The Alley of the Universe

Element 6- found log (at the Nature Center and Observatory Passaic, New Jersey), covered with copper sheet, 72 x 27 x 45 cm

Element 5 - found brick (at the Rose Center For Earth and Space, NYC, USA), covered with copper sheet, 27 x 9 x 6 cm

Element 4 - found pitchfork (at the Rose Center For Earth and Space, NYC, USA), covered with copper sheet, 73 x 10 x 7 cm

Element 3 - found stone (at the Rose Center For Earth and Space, NYC, USA), covered with copper sheet, 36 x 18 x 27 cm

Element 2 - found wooden table leg (at Baia Mare Observatorium, Romania), covered with copper sheet, 73 x 10 x 7 cm

Element 1 - found piece of wood (at Baia Mare Observatorium, Romania), covered with copper sheet, 18 x 18 x 18 cm

I call this project “The Alley of the Universe"; somewhat open-ended as I wish to leave it –not wanting to commit to an extend that the natural progress of the project may be endangered– detailing the conceptual basis for it, as well as connecting it to both the themes, techniques, and aesthetic of extant pieces of work of mine. The house I grew up in, the house where my parents still live, is on Aleea Universului, in the Romanian municipality of Satu Mare; and it is this street’s name that my project takes on: “Alley of the Universe". But I am aiming for more than homonymy.

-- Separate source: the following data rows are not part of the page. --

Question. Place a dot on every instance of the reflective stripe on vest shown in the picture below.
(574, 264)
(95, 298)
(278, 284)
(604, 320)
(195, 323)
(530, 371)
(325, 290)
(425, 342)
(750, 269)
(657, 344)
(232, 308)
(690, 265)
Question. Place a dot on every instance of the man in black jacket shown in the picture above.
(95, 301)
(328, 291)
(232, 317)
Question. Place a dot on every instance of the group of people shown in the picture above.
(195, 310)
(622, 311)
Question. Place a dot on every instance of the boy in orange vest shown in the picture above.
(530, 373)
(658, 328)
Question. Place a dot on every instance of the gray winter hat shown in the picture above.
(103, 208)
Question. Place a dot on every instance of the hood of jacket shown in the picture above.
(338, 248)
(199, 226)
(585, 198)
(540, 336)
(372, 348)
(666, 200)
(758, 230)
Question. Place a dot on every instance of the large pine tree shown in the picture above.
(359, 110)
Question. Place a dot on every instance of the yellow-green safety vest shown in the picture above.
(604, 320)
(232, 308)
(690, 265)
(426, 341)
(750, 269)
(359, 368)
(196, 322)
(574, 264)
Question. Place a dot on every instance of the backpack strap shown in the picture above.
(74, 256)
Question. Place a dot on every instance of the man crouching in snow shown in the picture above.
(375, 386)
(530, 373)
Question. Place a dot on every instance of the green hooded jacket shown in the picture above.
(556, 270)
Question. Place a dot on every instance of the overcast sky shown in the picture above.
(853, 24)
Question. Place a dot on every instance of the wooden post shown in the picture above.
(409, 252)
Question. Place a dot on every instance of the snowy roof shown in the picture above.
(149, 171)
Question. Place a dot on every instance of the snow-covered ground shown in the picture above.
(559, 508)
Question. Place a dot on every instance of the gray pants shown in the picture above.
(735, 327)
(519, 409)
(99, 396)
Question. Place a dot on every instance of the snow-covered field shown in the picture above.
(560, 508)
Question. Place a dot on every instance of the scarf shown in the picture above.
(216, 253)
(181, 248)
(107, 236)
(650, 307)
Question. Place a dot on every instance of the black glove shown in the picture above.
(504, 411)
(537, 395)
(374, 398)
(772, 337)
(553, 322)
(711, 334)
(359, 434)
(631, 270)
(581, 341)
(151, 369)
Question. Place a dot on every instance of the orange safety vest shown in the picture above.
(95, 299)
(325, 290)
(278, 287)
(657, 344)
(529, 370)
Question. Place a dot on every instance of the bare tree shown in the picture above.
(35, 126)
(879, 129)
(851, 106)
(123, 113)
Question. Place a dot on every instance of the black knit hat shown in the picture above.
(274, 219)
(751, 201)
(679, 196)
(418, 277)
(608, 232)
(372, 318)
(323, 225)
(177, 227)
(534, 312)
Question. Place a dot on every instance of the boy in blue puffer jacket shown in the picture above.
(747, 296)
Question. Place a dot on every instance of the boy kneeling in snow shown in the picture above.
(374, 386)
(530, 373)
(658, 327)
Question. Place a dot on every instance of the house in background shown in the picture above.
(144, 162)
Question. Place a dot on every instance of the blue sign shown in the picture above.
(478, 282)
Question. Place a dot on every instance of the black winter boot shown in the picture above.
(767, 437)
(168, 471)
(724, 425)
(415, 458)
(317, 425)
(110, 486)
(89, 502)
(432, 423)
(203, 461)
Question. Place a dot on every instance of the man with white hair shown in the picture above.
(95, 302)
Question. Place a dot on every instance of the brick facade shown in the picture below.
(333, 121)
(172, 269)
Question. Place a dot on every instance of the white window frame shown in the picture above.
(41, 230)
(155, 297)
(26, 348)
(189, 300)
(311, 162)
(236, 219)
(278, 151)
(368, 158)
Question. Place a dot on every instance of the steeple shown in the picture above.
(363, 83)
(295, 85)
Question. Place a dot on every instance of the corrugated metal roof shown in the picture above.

Allow me to start with a schematic outline of the practical side of the project, and, relatedly, the physical manifestation of the envisioned end result. I wish to visit distinct locations around the world that host cosmological institutions, in lack of better terms, institutions ranging from humble observatories to the headquarters of NASA, and sample, if not collect per se, elements from these topoi aiming to subsequently reassemble and reconstruct the Alley of the Universe. The elements would, foreseeable so, vary wildly: there would have to be straightforwardly architectural elements –imprints of walls, staircases, doors– elements that are functional in a wider sense –gutters, water hoses, fire-hydrants– elements defying categorisation –perhaps a tree, a log, or a football; this is a part I wish to leave open-ended; I wish to allow the places to impress me, the process to flow naturally. The materials and techniques I am considering would vary as well, they would depend on the physical nature of the object whose imprint or replica I would aim to create, just as much as on the symbolisms and/ or potential for synergies it inspires in me; although open-ended as well, the overall aesthetic of the final result can already be anticipated: I wish to continue working with copper, wood, perhaps clay. The conceptual bases of the project I can more extensively detail, and as I hinted earlier, the conceptual thread bears significantly on, and furthers the dialectic underlaying the most recent of my works most overtly.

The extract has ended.